Born in 1908 in Brooklyn to Russian-Jewish immigrant parents, she showed an interest in art from an early age. As it was not common for girls to study art at that time she specifically enrolled at Washington Irving High School for Girls, which offered an Art major and then studied The Cooper Union and the National Academy of Design. As depression was in full swing, she worked for WPA Federal Art Project from 1935 to 1943, producing public murals.
From 1937 she took classes with Hans Hofmann, who opened introduced her to cubism and neo-cubism.
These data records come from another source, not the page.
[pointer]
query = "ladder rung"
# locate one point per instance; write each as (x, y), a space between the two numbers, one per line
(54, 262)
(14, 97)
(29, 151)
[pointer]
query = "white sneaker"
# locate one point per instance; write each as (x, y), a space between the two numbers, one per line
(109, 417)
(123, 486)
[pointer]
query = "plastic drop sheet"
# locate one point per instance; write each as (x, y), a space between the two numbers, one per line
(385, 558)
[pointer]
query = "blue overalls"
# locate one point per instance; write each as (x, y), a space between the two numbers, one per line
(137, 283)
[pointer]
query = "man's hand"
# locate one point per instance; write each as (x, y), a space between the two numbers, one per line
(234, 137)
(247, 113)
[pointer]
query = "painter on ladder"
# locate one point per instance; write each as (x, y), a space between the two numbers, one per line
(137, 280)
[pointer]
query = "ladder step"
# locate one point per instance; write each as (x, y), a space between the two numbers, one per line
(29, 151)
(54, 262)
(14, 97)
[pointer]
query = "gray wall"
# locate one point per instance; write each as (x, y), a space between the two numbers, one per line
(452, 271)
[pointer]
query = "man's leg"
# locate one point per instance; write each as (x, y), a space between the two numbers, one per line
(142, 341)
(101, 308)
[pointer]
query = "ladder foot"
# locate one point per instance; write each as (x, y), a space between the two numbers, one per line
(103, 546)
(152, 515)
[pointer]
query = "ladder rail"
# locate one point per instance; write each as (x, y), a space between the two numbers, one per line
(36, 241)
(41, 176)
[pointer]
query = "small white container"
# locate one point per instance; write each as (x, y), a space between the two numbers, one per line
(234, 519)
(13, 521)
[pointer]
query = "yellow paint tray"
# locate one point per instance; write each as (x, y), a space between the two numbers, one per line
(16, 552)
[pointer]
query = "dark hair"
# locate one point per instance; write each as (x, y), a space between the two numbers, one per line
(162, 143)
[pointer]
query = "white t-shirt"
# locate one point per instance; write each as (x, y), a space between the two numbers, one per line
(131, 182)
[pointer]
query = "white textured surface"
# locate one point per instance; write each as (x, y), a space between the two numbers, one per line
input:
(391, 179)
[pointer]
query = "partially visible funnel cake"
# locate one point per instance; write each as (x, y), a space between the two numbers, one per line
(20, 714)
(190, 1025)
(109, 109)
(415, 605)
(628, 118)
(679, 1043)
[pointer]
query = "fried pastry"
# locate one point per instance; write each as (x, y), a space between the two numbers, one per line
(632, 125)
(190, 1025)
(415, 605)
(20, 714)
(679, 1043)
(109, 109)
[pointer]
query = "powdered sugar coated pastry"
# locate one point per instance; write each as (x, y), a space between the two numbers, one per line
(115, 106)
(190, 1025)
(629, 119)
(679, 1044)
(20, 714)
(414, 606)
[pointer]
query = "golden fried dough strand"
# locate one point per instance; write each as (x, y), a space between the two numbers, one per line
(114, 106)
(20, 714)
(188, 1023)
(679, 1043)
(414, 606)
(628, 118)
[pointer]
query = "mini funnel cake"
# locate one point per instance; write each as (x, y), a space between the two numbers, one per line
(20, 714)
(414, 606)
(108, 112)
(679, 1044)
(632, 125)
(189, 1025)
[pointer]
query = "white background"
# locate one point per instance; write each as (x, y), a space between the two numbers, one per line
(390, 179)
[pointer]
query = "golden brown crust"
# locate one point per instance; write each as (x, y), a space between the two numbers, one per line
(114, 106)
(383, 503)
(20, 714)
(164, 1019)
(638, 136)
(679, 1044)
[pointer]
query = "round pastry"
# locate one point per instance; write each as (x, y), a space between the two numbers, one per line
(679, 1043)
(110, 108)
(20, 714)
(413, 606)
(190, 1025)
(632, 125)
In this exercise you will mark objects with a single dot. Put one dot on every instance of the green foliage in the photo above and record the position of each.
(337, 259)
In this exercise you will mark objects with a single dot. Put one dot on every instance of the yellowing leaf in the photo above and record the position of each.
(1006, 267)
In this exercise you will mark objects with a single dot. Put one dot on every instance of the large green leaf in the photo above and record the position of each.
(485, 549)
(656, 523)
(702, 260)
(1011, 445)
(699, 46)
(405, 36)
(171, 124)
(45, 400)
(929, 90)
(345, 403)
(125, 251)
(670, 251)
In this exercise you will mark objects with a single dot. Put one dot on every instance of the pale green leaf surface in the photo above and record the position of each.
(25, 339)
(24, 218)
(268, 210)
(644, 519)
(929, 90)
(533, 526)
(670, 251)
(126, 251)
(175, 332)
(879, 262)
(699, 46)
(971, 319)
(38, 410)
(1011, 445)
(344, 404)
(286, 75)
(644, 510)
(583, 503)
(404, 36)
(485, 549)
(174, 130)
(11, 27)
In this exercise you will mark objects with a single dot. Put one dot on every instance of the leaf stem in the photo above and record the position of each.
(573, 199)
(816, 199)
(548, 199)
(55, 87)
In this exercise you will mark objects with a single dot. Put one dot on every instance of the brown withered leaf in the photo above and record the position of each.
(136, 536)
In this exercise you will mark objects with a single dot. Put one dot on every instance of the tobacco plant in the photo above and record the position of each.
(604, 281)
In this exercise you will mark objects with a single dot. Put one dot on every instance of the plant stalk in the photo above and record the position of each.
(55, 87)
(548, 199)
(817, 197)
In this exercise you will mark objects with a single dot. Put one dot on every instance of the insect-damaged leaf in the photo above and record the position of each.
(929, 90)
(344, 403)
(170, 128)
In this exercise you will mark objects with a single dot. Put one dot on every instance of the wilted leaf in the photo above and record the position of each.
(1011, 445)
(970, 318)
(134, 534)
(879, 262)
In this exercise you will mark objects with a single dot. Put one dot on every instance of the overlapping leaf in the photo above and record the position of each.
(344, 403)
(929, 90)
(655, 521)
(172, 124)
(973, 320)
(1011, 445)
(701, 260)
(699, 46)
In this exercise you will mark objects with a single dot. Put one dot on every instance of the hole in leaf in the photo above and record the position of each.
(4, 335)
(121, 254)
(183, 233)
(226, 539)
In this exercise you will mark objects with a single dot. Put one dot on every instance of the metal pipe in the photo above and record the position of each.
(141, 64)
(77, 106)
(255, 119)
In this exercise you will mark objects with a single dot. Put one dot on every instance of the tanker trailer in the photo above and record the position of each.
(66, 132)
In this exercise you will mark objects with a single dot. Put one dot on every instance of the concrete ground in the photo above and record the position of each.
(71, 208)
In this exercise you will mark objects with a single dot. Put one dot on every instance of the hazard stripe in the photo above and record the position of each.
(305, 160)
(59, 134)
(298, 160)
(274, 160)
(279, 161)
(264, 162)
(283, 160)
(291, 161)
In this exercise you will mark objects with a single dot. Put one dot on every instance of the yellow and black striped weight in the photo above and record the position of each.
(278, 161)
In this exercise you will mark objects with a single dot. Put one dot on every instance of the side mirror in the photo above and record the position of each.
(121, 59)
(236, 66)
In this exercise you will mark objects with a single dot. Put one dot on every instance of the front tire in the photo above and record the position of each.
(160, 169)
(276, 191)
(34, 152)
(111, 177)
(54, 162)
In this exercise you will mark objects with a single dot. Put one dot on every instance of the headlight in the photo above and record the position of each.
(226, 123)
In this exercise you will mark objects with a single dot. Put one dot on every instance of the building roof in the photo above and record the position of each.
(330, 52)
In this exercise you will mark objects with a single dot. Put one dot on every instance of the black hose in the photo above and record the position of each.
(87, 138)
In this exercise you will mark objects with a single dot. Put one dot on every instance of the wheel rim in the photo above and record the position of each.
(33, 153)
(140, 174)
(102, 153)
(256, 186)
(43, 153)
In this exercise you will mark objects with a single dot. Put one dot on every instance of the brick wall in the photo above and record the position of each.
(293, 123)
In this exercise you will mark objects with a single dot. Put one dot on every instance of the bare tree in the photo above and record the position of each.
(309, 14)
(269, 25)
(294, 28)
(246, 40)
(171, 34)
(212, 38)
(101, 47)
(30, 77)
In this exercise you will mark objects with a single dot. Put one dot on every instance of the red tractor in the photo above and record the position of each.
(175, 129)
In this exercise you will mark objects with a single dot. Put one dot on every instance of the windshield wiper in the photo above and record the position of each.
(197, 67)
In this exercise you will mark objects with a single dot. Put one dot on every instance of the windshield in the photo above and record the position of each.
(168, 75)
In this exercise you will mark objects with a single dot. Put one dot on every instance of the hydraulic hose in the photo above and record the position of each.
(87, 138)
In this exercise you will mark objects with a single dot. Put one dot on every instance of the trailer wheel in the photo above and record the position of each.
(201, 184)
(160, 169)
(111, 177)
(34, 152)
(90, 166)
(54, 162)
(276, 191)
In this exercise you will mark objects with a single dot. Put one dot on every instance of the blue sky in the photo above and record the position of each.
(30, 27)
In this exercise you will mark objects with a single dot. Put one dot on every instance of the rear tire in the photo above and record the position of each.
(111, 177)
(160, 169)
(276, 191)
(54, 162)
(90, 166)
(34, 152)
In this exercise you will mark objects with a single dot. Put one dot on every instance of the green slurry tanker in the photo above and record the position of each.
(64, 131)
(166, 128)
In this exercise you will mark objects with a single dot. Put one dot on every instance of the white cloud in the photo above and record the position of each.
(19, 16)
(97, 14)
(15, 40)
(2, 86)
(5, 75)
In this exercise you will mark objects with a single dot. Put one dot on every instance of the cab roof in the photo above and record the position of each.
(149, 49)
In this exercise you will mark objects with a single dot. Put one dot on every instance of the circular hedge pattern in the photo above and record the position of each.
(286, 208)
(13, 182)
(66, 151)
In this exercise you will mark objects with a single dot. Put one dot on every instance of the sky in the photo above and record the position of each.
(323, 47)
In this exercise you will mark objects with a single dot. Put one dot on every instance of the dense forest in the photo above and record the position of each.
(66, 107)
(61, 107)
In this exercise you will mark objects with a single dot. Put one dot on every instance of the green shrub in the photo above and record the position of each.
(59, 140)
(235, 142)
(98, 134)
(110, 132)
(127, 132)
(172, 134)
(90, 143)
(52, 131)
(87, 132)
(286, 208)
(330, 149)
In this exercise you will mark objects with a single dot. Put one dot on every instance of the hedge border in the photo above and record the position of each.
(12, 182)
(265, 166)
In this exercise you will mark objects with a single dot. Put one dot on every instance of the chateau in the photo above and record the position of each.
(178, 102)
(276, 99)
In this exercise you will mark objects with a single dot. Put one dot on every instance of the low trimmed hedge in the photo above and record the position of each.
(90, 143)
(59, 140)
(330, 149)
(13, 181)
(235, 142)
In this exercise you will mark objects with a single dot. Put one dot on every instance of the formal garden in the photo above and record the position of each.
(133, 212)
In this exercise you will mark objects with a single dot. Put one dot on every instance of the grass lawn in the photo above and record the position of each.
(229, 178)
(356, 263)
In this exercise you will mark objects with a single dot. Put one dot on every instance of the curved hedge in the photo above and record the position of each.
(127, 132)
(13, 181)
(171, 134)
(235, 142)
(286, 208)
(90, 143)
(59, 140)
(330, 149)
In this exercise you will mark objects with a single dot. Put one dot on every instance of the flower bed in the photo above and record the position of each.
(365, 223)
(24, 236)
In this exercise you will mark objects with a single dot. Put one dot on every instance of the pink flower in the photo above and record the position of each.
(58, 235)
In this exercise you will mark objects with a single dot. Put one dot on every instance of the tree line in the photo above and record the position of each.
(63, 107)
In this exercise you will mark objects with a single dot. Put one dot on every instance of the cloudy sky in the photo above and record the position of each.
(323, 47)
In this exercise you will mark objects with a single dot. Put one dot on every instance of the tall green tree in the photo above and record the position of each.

He saw her talent and coined this difficult phrase: "This is so good you would not know it was painted by a woman." In 1940 she joined the American Abstract Artists, through which got to know her future husband Jackson Pollock, whom she married in 1945.
The duo, despite a tumultuous relationship, gave each other feedback and helped each other in a period, where neither's work was appreciated. Lee Krasner is especially known for her collages, which are a result of torn paintings, that she was not satisfied with. Coming back to the studio a few days later, she liked the composition of the torn pieces.
Her continuous critique of her own work made her regularly question and change her style, which made it difficult for scholars to pin her down. But her strong impact and force of her work, which consists of less than 600 works, present to this day, confirm her path.